Die niedrige Arbeitslosigkeit und steigende Löhne beflügeln den privaten Konsum. Die USA werden nach dem Wahlsieg der Republikaner bei den Zwischenwahlen ihr Augenmerk verstärkt auf die Konsolidierung der öffentlichen Haushalte richten. Das schafft neues Vertrauen und wird mittelfristig auch die Wachstumskräfte wieder stärken.

Von einem erneuten Abrutschen der USA in die Rezession spricht inzwischen ohnehin kaum noch jemand. Auch die chinesische Regierung wird beim Anziehen der Konjunkturzügel sehr genau darauf achten, dass der Wachstumszug nicht allzu sehr ins Stocken gerät.

Natürlich wird Deutschland schon allein auf Grund des Basiseffekts das hohe Wachstumstempo aus 2010 im nächsten Jahr nicht halten können. Und die Wirtschaft in Deutschland wird mit einem realen BIP-Anstieg von 2,5 Prozent, wie wir ihn in der PLATOW Prognose 2011 vorhersagen, für deutsche Verhältnisse immer noch überdurchschnittlich kräftig wachsen.
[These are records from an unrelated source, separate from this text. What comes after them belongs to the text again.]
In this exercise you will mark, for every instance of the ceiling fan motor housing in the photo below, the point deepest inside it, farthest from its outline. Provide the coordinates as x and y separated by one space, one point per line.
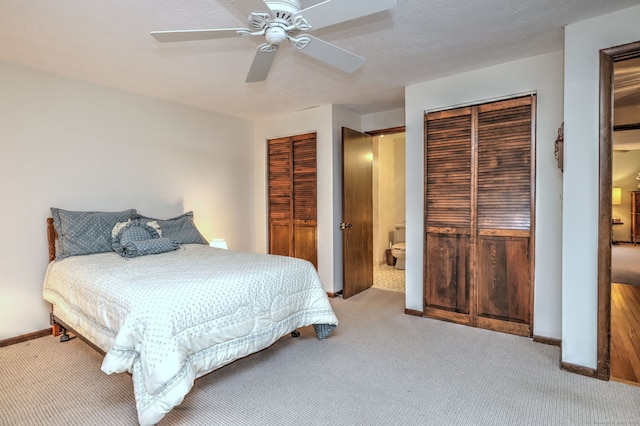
275 35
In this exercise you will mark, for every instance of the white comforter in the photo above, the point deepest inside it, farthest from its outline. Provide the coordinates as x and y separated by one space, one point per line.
173 317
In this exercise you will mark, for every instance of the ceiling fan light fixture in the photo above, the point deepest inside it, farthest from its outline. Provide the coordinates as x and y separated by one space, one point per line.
275 35
282 8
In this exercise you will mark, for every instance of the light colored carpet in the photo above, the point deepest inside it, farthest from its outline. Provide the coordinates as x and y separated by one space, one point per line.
380 367
625 264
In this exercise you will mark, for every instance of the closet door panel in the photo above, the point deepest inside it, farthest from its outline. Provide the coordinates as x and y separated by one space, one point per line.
304 241
448 278
293 197
479 215
280 238
504 201
448 215
503 284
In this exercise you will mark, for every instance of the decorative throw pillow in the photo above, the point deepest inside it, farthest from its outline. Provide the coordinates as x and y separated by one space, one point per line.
180 228
145 247
131 231
84 232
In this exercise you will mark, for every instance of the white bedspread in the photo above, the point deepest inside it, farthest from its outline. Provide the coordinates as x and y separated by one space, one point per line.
173 317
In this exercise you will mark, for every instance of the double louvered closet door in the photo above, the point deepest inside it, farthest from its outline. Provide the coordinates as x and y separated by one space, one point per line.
293 197
479 196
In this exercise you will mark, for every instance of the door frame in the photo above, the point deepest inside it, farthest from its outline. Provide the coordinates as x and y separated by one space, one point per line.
374 133
607 58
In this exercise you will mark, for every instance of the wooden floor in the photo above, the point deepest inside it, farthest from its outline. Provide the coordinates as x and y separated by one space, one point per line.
625 332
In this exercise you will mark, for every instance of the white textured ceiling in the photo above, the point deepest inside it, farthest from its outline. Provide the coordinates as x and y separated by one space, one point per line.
108 43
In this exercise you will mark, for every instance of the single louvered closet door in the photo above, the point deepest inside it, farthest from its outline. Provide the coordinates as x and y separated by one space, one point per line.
496 142
293 197
448 221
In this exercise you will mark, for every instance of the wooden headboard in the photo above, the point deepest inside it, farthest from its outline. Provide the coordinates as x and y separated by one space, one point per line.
51 237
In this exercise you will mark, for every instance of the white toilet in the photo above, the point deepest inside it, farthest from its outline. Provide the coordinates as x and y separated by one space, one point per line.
398 248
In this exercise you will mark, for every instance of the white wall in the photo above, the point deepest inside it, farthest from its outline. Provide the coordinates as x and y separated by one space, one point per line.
583 42
78 146
542 74
383 120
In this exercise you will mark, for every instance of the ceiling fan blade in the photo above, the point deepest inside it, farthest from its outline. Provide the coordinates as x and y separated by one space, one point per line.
190 35
331 54
261 64
251 5
331 12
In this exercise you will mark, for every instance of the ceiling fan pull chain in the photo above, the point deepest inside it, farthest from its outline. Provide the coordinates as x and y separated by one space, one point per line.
301 24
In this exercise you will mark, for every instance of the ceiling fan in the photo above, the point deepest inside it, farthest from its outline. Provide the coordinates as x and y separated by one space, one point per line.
280 20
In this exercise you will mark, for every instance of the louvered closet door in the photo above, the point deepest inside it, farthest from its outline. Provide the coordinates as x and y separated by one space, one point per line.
304 198
448 222
505 292
293 197
280 169
479 215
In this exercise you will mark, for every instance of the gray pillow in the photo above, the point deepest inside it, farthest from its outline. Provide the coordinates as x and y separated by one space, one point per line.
81 232
132 231
145 247
180 228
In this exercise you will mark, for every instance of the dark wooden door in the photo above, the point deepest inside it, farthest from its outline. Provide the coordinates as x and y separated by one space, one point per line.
357 212
448 216
293 197
479 193
504 215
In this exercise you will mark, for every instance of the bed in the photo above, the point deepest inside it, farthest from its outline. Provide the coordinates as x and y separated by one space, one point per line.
170 315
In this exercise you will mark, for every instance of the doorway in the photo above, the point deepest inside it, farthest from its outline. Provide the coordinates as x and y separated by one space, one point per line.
625 253
389 204
608 57
365 262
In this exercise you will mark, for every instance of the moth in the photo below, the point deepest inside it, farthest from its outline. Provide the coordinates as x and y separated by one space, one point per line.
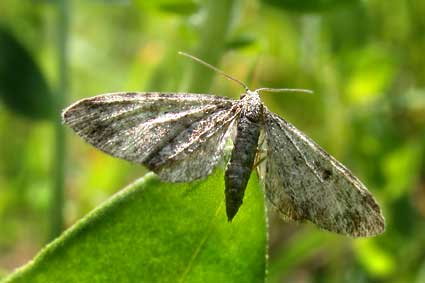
181 137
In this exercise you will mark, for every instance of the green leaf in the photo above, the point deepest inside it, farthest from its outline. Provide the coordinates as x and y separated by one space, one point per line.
23 87
308 5
160 232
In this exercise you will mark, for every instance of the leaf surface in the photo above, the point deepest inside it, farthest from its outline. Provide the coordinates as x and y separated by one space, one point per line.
160 232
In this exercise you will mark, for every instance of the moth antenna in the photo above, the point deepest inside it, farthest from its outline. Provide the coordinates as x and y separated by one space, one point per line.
285 90
214 68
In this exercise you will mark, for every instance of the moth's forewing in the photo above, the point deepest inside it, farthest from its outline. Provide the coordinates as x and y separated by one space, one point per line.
302 181
171 133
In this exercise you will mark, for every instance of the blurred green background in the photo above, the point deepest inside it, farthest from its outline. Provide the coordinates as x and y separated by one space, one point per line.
364 60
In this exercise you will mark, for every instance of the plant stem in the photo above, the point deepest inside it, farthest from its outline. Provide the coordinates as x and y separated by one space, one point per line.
212 42
57 200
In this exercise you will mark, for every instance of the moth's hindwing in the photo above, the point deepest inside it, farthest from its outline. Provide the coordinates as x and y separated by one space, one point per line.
302 181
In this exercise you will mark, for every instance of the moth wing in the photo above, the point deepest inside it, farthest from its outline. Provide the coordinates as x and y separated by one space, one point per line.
302 181
139 127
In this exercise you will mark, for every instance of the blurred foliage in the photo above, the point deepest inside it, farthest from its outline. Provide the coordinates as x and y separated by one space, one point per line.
22 85
363 59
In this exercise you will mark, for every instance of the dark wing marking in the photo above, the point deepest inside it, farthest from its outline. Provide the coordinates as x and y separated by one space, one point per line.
157 129
304 182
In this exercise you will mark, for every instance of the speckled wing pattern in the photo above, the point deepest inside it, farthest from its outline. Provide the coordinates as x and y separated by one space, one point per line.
180 136
303 182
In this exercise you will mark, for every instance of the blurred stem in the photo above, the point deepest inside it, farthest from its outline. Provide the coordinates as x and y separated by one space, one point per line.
213 34
57 200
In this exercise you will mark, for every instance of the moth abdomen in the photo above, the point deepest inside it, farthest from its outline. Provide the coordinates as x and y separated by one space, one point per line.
243 156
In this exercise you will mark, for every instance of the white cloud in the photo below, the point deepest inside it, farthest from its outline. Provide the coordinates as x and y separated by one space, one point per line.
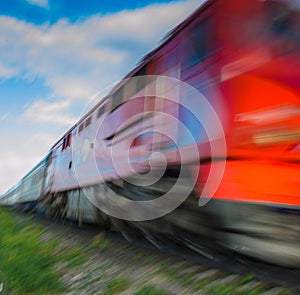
6 72
74 61
41 3
50 112
77 60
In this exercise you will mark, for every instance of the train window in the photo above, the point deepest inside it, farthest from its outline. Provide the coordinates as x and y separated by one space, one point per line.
100 111
199 43
81 126
88 121
141 81
64 144
129 89
280 17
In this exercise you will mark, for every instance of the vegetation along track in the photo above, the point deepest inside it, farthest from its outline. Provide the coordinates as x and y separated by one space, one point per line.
98 262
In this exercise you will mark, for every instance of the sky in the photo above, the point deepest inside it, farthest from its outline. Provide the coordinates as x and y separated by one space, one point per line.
55 55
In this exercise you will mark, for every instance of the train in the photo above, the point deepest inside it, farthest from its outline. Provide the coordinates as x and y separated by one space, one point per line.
199 143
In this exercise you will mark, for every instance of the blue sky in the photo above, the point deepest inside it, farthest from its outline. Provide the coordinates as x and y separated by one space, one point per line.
55 55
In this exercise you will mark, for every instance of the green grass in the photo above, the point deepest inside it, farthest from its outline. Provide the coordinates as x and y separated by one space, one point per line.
116 286
26 263
100 243
150 290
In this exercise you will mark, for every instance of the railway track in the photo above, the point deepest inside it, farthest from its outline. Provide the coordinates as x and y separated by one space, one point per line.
174 269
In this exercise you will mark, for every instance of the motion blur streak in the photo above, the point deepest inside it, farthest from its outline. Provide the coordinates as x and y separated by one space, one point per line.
243 58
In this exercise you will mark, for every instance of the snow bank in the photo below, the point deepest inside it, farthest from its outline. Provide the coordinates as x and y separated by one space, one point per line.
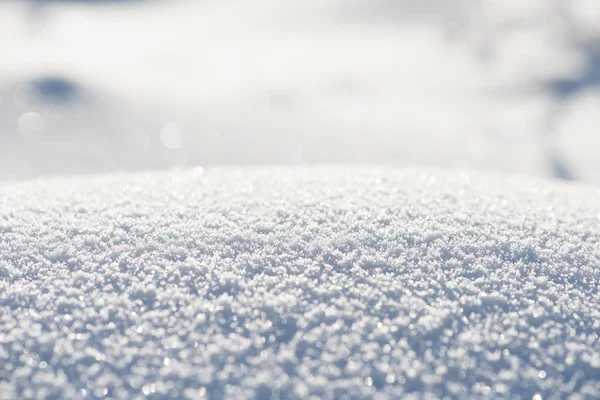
321 282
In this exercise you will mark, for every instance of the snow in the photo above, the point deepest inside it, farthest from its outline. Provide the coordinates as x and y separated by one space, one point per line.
485 84
327 282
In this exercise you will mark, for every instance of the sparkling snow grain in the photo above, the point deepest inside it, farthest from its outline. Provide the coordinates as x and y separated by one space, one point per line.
287 283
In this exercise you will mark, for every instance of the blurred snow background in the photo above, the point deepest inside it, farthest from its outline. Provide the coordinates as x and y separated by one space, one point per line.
504 85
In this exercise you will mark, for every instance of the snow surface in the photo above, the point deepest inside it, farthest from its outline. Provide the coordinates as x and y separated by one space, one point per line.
311 281
504 85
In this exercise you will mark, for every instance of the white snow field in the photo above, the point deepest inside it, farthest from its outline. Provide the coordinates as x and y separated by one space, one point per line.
503 85
304 282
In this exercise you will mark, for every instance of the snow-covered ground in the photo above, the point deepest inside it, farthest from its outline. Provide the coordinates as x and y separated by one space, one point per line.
325 282
144 270
497 85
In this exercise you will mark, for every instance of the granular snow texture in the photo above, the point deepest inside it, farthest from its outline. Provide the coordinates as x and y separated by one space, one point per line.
302 282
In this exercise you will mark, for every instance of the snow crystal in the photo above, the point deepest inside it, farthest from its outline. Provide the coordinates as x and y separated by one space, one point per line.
313 281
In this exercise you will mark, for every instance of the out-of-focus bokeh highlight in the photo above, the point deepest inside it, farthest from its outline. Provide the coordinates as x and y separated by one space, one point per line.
97 86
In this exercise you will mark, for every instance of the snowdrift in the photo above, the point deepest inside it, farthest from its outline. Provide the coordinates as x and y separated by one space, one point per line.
298 282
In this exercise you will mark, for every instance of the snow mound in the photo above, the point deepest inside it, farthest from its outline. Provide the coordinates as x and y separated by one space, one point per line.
285 283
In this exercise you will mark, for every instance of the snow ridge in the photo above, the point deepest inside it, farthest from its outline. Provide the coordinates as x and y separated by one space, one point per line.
317 282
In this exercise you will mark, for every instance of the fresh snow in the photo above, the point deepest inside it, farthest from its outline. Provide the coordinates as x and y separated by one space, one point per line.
312 282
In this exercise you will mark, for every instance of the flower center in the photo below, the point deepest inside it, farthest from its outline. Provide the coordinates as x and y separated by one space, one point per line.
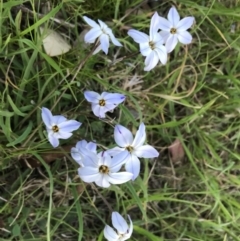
173 30
102 102
152 45
129 149
103 169
55 128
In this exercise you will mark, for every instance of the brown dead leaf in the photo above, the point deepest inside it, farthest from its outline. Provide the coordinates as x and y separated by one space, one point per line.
1 223
176 151
33 162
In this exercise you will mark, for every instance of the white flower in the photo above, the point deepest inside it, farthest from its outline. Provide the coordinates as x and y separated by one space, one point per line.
78 152
58 127
101 31
174 29
150 46
104 102
130 149
124 231
102 169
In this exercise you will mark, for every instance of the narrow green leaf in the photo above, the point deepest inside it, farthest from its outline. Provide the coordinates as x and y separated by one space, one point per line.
15 109
147 234
6 113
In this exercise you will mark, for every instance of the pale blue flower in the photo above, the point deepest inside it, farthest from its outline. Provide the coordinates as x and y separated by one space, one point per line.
104 102
103 170
58 127
131 149
174 29
101 31
122 231
80 150
150 46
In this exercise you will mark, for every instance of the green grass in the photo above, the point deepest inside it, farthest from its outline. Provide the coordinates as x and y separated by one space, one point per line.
195 98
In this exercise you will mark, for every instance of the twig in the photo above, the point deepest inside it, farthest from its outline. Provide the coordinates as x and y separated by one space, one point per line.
62 22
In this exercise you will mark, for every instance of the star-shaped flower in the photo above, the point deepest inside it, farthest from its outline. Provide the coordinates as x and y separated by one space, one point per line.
151 46
174 29
131 149
79 151
123 231
101 31
58 127
104 102
103 170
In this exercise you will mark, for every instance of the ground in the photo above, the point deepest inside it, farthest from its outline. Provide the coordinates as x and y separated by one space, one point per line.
190 106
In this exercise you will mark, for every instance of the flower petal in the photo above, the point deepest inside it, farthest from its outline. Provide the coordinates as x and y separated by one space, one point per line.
69 126
102 181
123 137
76 155
140 136
151 61
92 146
113 98
119 178
154 25
106 159
145 49
146 151
162 54
173 16
113 39
133 166
184 37
90 22
92 35
115 151
103 25
47 116
57 119
165 35
81 144
185 24
119 223
118 161
88 174
138 37
171 42
53 140
110 234
92 96
130 227
90 159
98 110
97 49
164 24
62 135
104 41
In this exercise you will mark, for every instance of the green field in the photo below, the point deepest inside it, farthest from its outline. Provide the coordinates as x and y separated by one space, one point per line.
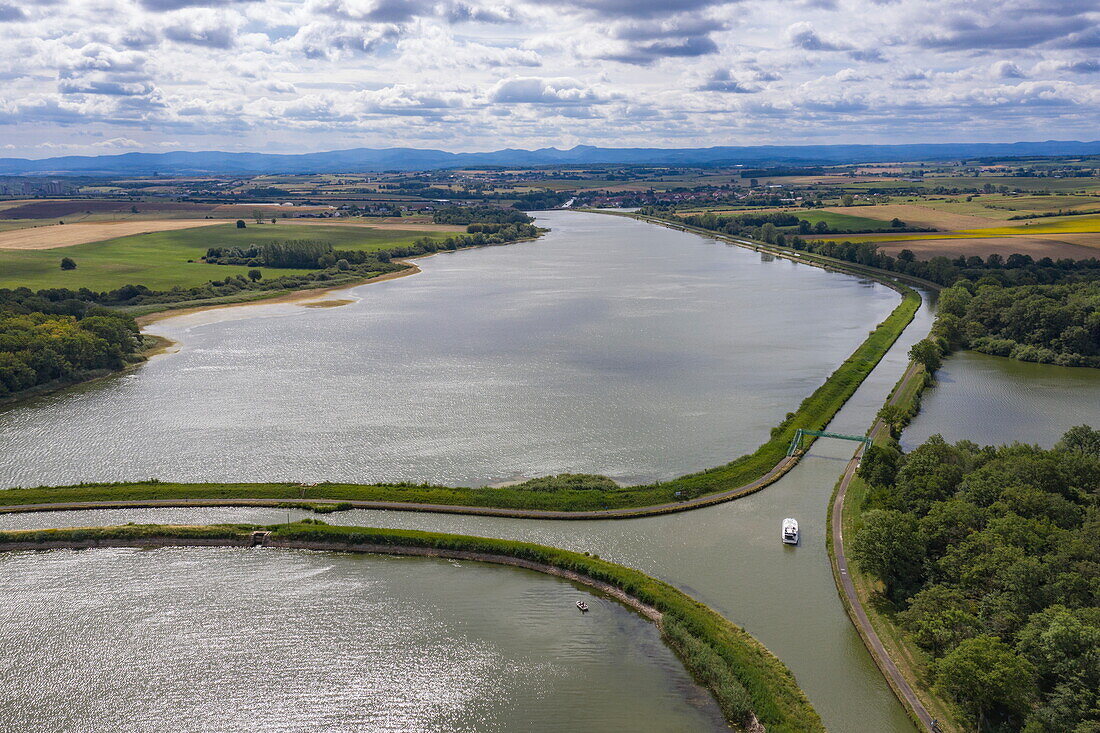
160 260
589 493
1015 183
844 222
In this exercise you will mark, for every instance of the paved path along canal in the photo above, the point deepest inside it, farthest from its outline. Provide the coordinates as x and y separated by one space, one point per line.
728 556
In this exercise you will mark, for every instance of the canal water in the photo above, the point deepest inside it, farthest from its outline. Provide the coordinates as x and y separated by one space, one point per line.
647 352
993 401
239 641
609 346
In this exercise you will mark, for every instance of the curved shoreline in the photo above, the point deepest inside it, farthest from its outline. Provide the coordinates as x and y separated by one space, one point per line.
747 473
838 562
752 687
290 296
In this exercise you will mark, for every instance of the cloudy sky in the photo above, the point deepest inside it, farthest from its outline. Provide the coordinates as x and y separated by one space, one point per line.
108 76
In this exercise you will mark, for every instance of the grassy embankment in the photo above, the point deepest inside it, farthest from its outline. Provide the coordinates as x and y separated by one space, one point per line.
160 260
910 659
747 680
540 494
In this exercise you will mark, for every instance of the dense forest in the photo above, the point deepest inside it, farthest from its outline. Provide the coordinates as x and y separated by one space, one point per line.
1048 324
39 348
990 558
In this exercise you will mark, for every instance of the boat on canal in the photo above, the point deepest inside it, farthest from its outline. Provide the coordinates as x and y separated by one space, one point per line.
790 532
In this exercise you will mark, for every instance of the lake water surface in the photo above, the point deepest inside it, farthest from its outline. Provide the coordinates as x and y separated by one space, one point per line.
237 639
609 346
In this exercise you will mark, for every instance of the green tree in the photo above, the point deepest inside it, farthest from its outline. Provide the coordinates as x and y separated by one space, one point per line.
986 678
926 352
1081 439
954 301
889 547
939 617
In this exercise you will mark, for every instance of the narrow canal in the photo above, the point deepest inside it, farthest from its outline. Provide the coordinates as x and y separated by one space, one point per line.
706 409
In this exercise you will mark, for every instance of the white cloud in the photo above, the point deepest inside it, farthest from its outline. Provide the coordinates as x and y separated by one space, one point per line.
480 74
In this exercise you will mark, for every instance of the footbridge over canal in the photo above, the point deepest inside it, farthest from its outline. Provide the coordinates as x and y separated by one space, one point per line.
802 433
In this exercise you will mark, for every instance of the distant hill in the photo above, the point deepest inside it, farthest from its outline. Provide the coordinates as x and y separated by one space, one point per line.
361 160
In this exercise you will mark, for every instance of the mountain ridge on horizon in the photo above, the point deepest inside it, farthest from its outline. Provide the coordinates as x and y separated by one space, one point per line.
366 160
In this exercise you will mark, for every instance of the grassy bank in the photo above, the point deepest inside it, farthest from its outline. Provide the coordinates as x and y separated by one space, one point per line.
160 260
748 681
572 494
593 493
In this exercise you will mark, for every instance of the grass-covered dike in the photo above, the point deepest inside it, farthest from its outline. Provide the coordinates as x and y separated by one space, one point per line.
750 685
563 494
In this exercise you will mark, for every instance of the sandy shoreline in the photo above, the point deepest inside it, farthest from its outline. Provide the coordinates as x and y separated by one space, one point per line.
294 296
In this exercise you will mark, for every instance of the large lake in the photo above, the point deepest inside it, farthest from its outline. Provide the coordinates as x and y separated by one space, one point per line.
609 346
241 641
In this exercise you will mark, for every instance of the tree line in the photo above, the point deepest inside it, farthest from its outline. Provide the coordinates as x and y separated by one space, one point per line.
767 226
1046 324
468 215
996 269
990 559
40 348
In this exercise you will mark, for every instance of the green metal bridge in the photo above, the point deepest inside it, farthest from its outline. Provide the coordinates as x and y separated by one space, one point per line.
796 442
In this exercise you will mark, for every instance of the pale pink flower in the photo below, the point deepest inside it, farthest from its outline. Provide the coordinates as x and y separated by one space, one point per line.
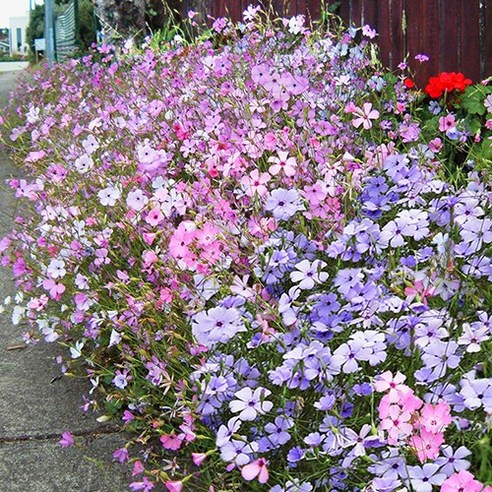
434 418
172 441
282 163
154 217
137 468
198 458
255 183
257 468
462 481
364 116
446 122
174 485
397 424
426 445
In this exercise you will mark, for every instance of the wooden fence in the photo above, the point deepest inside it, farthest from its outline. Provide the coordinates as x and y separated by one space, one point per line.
455 34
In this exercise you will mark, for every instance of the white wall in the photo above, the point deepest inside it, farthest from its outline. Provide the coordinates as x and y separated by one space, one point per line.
18 23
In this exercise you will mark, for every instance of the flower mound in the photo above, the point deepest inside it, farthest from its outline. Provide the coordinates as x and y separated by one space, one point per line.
255 252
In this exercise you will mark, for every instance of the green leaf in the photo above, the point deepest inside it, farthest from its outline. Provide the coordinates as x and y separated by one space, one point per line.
473 99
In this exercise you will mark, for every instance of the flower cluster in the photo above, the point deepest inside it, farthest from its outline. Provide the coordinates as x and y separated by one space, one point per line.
254 249
446 83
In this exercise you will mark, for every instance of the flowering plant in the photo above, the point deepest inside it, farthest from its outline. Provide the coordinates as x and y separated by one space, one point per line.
459 115
446 83
254 251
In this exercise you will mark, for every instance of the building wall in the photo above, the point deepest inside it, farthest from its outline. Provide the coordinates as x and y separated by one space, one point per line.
17 30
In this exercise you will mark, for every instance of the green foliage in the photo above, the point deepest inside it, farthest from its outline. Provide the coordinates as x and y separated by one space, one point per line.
35 29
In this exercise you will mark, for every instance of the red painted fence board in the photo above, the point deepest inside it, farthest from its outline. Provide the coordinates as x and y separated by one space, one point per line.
455 34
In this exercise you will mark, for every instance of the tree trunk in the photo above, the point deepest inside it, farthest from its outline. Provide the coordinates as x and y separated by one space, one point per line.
121 18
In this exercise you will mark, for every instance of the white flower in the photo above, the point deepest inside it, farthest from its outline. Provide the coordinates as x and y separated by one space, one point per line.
84 163
296 24
109 196
309 273
56 269
18 314
76 351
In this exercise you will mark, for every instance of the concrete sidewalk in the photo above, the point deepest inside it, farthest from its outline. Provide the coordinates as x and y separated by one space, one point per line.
36 406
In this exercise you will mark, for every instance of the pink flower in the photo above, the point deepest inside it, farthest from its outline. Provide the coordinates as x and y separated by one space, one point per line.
435 417
198 458
172 441
154 217
121 455
410 402
446 122
435 145
462 481
144 485
282 163
257 468
426 445
396 423
137 468
67 440
174 485
55 289
255 183
365 115
270 141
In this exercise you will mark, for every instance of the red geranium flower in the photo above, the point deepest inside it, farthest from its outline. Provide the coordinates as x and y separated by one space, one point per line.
446 82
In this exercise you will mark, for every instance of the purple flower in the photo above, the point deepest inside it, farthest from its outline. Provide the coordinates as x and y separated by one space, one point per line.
307 274
441 356
284 203
348 281
314 439
251 403
477 393
237 452
225 432
216 325
423 478
453 461
325 403
67 440
277 432
121 455
386 484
Davon sollten vor allem zyklische Werte wie der Chemie-Spezialist Lanxess profitieren. Die ehemalige Bayer-Tochter hat in diesem Jahr bereits mehrfach ihre Ergebnisprognose angehoben und strebt auch mittelfristig ehrgeizige Gewinnziele an. Als weltweit führender Produzent von synthetischem Kautschuk für die internationalen Reifenhersteller will Lanxess am Megatrend Mobilität partizipieren.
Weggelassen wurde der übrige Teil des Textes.